What are some of the challenges you have experienced in your work and what strategies have you tried to overcome them?

The literature suggests that vision screeners should receive official training in screening vision. One challenge involves vision screeners who do not receive official training in evidence-based tools and best practices and unknowingly and unintentionally use inappropriate screening tools and methods that could result in the under- or over-referral of children for eye care. Our strategy is to provide webinars and lectures. Conducting evidence-based vision screening is insufficient, however, if referrals do not lead to eye examinations and ongoing care. Thus, a primary national challenge is to reduce the gap between vision screening referrals and complete eye examinations. We want families to understand that, although they may think eyeglasses are unnecessary, those glasses will help their children socially and academically. Too often, the eye examination does not occur. Our strategy is to create a technique to help vision screeners dig deeper into attitudes, cultural beliefs, and perceptions that prevent families from getting eye examinations and to help provide solutions.

What suggestions do you have for others interested in improving early childhood services and programs?

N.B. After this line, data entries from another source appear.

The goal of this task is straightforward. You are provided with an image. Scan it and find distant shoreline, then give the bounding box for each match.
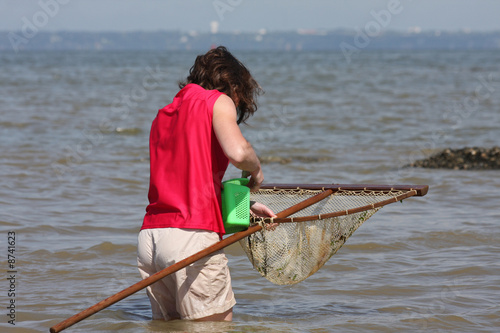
[0,28,500,51]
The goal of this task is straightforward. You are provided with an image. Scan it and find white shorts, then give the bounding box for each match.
[137,228,236,320]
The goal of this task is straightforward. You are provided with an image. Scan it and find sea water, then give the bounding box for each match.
[0,50,500,332]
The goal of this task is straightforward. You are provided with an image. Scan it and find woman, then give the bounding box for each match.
[138,47,275,321]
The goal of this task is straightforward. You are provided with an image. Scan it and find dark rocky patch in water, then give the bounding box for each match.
[409,147,500,170]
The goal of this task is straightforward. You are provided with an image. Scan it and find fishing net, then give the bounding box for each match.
[240,187,416,285]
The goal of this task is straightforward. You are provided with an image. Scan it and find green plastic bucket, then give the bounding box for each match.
[222,178,250,234]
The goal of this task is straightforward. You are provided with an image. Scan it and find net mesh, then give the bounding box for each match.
[240,189,407,285]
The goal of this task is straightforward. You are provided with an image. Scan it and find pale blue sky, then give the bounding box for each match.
[0,0,500,31]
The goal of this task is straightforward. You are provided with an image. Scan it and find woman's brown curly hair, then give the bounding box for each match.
[179,46,262,124]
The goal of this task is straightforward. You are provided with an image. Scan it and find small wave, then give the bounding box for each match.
[259,155,332,164]
[408,147,500,170]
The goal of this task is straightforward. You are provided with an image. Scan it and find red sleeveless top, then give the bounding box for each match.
[141,84,229,236]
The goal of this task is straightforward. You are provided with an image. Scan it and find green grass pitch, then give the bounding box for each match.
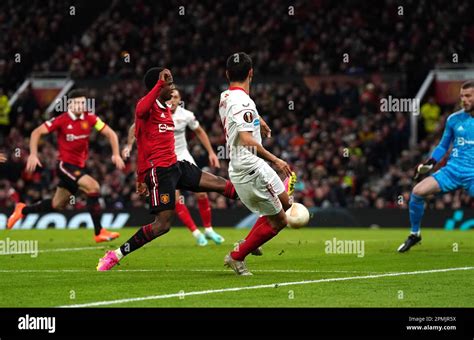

One suggestion includes knowing the signs and symptoms of possible vision disorders and requesting an eye examination. A second suggestion is to change mindsets about the association of vision with certain child behaviors. For example, if a child is having difficulty participating in classroom activities, please think of vision. If a child is struggling with learning to read, think of vision. If a child is squinting during classroom activities, think of vision. If a child is running around the room during circle time, think of vision. A third suggestion is to ensure vision and eye health programs follow the 12 Components of a Strong Vision Health System of Care. A fourth suggestion is to ensure vision screeners receive training and certification, conduct consistent vision screening activities using age-appropriate and evidence-based tools, and follow best practices. A final suggestion is to know that undiagnosed and untreated vision problems early in a child’s life can lead to permanent vision loss.